Unless, of course, one of the statues had spoken. They had been too heavy to move, and Trestle remembered telling the students that a thorough wash would probably do them good.
He looked at their stern faces and regretted it. The statues of very powerful dead mages were sometimes more lifelike than statues had any right to be. Maybe he should have kept his voice down.
“Yes?” he ventured, acutely aware of the stony stares.
“Up here, you fool!”
He looked up. The broomstick descended heavily through the rain in a series of swoops and jerks. About five feet above the water it lost its few remaining aerial pretensions, and flopped noisily into a whirlpool.
“Don’t stand there, idiot!”
Treatle peered nervously into the gloom.
“I’ve got to stand somewhere,” he said.
“I mean give us a hand!” snapped Cutangle, rising from the wavelets like a fat and angry Venus. “The lady first, of course.”
He turned to Granny, who was fishing around in the water.
“I’ve lost my hat,” she said.
Cutangle sighed. “Does that really matter at a time like this?”
“A witch has got to have a hat, otherwise who’s to know?” said Granny. She made a grab as something dark and sodden drifted by, cackled triumphantly, tipped out the water and rammed the hat on her head. It had lost its stiffening and flopped rather rakishly over one eye.
“Right,” she said, in a tone of voice that suggested the whole universe had just better watch out.
There was another brilliant flash of lightning, which shows that even the weather gods have a well-developed sense of theatre.
“It rather suits you,” said Cutangle.
“Excuse me,” said Trestle, “but isn’t she the w—”
“Never mind that,” said Cutangle, taking Granny’s hand and helping her up the steps. He flourished the staff.
“But it’s against the lore to allow w—”
He stopped and stared as Granny reached out and touched the damp wall by the door. Cutangle tapped him on the chest.
“Show me where it’s written down,” said Cutangle.
“They’re in the Library,” Granny interrupted.
“It was the only dry place,” said Treatle, “but—”
“This building is frightened of thunderstorms,” said Granny. “It could do with comforting.”
“But the lore—”repeated Treatle desperately.
Granny was already striding down the passage, with Cutangle hopping along behind. He turned.
“You heard the lady,” he said.
Treatle watched them go, with his mouth hanging open.
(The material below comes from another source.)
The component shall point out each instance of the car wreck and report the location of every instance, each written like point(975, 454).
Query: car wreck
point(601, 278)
When their footsteps had died away in the distance he stood silently for a moment, thinking about life and where his could have gone wrong.
However, he wasn’t going to be accused of disobedience.
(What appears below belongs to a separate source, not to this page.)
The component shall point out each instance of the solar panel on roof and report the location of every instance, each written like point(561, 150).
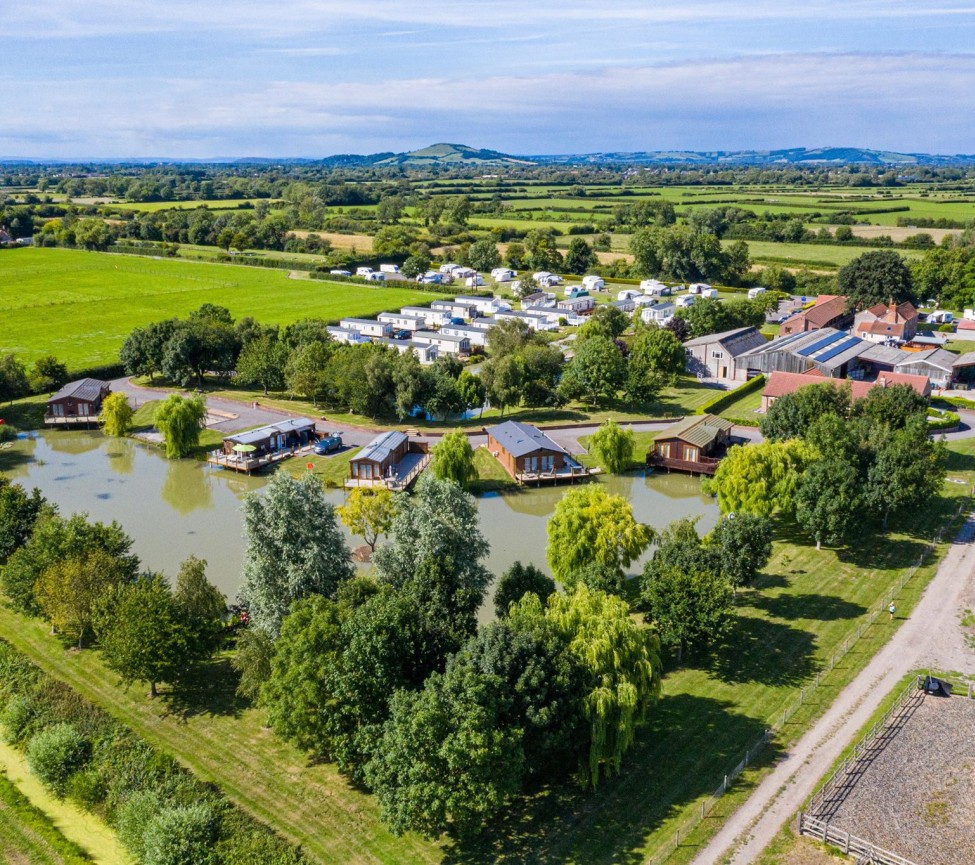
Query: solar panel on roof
point(848, 343)
point(819, 343)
Very carefully, without knowing exactly why, he reached out and gave the wall a friendly pat.
“There, there,” he said.
Strangely enough, he felt a lot better.
It occurred to Cutangle that he ought to lead the way in his own premises, but Granny in a hurry was no match for a nearterminal nicotine addict and he kept up only by a sort of crabwise leaping.
“It’s this way,” he said, splashing through the puddles.
“I know. The building told me.”
“Yes, I was meaning to ask about that,” said Cutangle, “because you see it’s never said anything to me and I’ve lived here for years.”
“Have you ever listened to it?”
“Not exactly listened, no,” Cutangle conceded. “Not as such.”
“Well then,” said Granny, edging past a waterfall where the kitchen steps used to be (Mrs Whitlow’s washing would never be the same again). “I think it’s up here and along the passage, isn’t it?”
She swept past a trio of astonished wizards, who were surprised by her and completely startled by her hat.
Cutangle panted after her and caught her arm at the doors to the Library.
“Look,” he said desperately, “No offence, Miss—um, Mistress—”
“I think Esmerelda will suffice now. What with us having shared a broomstick and everything.”